Journalism.biz

Rebecca MacKinnon says that journalism schools need to teach students to be more entrepreneurial. I agree that that’s why I added an entrepreneurial course that I will teach to the curriculum of CUNY’s Graduate School of Journalism (you won’t find it online; it’s new).

The idea is that students need to create a new journalistic product. These could be businesses the students start when they graduate (and because they may have the next Google in mind, this will be the one course I won’t webcast) or a product they could start in an existing media company (because they are all woefully short on R&D) or even a charitable endeavor (but even in this case, they need to show why people would give money to make it work).

Says Rebecca:

American journalism is in crisis. What a wonderful opportunity we now have to rethink the whole industry. The question is: Even if journalism schools do train the future’s journalists to innovate and think outside the box, will today’s news organizations be prepared or willing to take advantage of their fresh ideas?

I find it pleasantly ironic that while some in journalism wish it weren’t a business, others want to train journalists to be better at business. Count me in the second camp and see my other posts on the topic today.

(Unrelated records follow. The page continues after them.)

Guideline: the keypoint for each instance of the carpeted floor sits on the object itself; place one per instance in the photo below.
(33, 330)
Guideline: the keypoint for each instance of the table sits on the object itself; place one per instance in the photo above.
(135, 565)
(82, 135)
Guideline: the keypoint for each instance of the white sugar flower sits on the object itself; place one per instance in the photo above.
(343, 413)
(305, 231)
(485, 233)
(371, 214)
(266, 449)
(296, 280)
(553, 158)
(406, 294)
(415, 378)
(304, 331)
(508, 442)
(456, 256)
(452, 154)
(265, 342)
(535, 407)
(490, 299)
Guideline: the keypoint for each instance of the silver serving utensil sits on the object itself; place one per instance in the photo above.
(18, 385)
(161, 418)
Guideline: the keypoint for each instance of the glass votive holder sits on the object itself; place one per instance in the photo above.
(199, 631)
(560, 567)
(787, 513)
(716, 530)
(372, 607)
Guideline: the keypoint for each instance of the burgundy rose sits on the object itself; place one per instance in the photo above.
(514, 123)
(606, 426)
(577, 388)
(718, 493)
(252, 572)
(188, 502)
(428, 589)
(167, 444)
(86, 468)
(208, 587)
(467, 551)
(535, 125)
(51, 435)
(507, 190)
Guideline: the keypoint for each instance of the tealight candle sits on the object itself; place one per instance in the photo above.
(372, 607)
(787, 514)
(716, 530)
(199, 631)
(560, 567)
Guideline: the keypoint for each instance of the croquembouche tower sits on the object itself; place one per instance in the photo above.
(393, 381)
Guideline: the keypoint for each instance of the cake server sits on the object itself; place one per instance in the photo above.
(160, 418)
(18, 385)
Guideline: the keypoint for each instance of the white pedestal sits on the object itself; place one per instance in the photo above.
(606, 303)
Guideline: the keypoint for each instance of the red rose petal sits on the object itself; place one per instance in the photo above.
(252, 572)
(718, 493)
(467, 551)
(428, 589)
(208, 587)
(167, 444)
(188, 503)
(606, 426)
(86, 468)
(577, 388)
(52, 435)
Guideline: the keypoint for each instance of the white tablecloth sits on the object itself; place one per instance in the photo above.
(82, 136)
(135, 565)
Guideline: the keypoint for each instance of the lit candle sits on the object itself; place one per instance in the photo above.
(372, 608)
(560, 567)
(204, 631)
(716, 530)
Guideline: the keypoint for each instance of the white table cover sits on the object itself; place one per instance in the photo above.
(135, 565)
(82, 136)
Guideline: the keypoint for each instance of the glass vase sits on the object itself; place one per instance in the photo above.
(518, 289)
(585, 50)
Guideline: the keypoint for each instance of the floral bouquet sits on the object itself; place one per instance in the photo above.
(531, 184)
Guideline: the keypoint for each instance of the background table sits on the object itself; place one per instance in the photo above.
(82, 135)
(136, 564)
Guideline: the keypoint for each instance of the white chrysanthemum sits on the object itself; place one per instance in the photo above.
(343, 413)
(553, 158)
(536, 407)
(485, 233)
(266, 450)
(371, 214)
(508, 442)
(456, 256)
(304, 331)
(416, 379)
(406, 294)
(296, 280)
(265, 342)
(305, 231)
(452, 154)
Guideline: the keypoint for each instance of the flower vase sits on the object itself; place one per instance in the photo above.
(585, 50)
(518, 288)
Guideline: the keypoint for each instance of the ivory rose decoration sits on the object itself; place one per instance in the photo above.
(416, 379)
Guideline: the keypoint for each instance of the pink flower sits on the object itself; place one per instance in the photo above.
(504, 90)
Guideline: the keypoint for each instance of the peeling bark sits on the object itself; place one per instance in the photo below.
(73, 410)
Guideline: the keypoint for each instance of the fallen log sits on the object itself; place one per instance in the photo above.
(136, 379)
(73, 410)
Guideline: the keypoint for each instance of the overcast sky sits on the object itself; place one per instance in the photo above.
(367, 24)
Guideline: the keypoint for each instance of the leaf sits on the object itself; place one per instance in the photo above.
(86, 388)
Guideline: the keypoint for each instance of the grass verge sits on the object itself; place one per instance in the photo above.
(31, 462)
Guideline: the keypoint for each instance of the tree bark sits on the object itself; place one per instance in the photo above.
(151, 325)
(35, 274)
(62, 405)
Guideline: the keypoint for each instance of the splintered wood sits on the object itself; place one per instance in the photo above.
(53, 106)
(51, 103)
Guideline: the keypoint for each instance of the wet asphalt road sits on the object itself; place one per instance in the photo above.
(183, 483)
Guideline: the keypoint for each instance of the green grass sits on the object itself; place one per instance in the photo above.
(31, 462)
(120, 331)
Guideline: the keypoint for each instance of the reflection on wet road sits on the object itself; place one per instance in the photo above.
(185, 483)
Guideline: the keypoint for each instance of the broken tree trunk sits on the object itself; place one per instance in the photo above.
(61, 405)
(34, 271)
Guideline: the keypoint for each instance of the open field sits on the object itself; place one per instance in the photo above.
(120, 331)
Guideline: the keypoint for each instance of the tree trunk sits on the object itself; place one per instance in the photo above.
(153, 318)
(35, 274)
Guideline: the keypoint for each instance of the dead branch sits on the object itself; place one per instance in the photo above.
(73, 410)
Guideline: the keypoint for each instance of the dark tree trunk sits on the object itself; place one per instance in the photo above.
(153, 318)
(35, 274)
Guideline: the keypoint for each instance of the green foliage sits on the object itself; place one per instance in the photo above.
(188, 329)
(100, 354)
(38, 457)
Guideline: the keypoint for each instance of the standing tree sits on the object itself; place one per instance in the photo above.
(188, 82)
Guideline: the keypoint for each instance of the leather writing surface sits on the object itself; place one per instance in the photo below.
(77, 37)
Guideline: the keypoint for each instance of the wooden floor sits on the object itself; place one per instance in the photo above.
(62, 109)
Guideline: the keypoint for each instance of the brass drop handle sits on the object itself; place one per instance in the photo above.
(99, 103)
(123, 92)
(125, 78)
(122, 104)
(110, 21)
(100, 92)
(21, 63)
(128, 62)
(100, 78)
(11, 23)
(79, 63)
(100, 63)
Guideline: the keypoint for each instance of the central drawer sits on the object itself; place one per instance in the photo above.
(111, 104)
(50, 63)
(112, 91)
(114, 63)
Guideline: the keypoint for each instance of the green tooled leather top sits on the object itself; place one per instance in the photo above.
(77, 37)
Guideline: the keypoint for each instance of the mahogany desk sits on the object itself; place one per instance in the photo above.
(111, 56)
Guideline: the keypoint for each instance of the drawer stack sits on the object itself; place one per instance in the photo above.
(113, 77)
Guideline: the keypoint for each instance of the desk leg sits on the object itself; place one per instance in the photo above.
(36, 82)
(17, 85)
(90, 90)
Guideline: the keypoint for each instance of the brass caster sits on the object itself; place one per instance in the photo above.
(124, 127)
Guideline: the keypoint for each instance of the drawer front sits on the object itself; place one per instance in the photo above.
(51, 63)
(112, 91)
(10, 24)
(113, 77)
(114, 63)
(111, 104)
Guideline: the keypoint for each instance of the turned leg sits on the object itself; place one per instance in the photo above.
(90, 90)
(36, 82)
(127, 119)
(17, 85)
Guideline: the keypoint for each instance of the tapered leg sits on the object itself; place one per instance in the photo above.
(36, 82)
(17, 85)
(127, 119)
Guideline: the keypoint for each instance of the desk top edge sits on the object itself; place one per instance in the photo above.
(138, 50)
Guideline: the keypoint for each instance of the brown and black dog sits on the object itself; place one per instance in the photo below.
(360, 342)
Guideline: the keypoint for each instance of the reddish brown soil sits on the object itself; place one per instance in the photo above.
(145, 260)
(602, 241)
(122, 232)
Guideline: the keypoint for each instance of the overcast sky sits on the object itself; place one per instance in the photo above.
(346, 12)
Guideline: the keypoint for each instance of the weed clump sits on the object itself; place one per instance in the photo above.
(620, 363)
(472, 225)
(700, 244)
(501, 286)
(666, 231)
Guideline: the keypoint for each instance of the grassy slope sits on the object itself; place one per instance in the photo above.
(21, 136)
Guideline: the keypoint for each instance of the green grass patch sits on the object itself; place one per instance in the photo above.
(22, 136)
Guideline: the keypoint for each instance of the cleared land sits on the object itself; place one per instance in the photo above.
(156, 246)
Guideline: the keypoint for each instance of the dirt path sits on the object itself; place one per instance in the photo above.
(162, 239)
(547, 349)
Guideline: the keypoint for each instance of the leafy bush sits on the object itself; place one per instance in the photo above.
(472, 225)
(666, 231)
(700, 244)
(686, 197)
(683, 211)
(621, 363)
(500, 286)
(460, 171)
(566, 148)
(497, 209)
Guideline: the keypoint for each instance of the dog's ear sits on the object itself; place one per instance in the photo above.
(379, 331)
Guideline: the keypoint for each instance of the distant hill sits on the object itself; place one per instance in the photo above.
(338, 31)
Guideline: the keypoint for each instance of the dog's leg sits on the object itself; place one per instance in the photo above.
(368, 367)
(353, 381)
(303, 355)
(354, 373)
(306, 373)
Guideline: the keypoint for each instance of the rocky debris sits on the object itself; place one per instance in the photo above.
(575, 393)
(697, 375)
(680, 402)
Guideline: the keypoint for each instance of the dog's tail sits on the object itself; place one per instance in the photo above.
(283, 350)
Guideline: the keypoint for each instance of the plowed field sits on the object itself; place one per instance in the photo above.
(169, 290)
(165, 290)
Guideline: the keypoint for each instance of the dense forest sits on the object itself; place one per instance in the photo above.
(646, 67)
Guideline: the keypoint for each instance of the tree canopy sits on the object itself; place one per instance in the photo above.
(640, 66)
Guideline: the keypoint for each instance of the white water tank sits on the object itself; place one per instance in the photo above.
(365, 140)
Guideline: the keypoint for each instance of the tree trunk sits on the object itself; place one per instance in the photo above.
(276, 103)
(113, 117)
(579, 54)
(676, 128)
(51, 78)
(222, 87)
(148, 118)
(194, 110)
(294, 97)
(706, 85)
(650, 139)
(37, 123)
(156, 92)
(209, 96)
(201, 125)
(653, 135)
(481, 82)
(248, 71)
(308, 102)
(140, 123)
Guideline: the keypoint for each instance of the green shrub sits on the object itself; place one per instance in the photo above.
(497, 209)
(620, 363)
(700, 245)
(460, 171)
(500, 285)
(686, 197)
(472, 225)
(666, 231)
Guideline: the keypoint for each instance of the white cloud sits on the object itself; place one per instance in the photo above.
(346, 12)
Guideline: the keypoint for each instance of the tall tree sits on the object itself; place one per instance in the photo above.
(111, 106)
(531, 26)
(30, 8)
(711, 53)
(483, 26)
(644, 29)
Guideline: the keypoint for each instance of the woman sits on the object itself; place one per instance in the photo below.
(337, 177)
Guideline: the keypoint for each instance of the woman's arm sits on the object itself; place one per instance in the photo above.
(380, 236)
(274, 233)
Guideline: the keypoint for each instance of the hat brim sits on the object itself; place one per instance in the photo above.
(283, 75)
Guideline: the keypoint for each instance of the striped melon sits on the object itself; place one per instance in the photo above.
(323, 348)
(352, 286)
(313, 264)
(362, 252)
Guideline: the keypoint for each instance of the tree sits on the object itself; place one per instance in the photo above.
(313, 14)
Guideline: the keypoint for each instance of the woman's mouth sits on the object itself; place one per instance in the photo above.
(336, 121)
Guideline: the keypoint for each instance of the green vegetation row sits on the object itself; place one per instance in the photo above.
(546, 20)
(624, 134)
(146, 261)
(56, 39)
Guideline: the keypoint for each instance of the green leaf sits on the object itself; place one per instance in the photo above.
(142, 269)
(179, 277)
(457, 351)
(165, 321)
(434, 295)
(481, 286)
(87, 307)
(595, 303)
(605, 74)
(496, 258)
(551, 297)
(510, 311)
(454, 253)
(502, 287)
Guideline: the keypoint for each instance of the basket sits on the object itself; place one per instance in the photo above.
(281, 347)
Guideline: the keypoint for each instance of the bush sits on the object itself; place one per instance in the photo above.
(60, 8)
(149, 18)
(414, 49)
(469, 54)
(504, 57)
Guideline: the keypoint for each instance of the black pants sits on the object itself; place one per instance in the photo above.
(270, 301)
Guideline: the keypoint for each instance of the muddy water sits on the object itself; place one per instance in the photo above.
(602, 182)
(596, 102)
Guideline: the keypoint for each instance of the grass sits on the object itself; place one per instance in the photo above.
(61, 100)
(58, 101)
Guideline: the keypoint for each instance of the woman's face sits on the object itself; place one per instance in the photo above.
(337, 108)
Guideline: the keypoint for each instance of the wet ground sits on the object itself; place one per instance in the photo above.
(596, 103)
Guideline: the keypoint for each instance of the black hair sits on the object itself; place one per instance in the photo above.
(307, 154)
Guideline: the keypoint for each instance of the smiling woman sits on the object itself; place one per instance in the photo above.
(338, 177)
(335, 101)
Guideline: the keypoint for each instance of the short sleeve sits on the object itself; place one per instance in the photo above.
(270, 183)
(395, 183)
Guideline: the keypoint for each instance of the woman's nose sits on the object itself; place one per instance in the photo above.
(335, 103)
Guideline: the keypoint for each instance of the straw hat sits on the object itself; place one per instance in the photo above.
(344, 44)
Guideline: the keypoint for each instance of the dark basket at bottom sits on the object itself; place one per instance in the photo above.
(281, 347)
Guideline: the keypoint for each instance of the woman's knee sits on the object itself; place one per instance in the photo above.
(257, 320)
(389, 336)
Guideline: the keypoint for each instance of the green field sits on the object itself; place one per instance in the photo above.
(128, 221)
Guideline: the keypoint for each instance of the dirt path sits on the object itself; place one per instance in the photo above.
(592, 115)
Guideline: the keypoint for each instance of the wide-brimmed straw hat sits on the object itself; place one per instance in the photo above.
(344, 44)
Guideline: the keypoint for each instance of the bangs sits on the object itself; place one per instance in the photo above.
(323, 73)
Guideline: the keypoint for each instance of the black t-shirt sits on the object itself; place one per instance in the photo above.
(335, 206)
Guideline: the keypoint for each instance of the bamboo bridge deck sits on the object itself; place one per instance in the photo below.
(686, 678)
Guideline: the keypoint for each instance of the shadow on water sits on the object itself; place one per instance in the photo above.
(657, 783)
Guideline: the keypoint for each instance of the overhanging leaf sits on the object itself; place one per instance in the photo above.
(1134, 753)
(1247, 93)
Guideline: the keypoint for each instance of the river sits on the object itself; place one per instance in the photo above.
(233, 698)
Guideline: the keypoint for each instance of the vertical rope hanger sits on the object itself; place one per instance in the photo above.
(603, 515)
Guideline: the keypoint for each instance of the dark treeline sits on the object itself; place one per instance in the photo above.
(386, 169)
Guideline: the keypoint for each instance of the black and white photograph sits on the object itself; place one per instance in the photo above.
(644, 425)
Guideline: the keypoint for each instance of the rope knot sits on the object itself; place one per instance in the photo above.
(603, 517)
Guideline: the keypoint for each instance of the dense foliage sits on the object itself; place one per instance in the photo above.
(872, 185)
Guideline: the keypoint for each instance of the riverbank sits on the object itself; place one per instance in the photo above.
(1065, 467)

  • http://3e-lab.com/blog/ rob poitras

    Also train business people to be better journalists. IMHO all 4 year degrees should have some study in entreunership or business.

  • http://digitalnative.blogspot.com/ Jim Parker

    No so much entrepreneurial, but commercially aware, I would say. You’re pushing the proverbial uphill if you think you can turn journalists into business people. After all, the reason most of them get into journalism in the first place is their facility with words, their scepticism, their dislike of structure. Journalists are classic non-joiners. They don’t like to sing from the company songbook.

    But hold on. Maybe business people need to become more like journalists. Journalists aren’t ‘yes men/women’. Great! They ask difficult questions. Great! (wouldn’t Enron have benefited from a few of those on their internal staff?). They get to the nub of an issue quickly (shorter meetings, yay!). They make excellent advocates, presenters, researchers, strategists and provocateurs. They are good at asking ‘what happens next’?

    I would argue that business would be richer for the skills of journalists. And, yes, journalists need more of a commercial focus. If news is a commodity – as the aggregators of the world have deemed it to be – then who is in the best position to market the commodity, but the producer?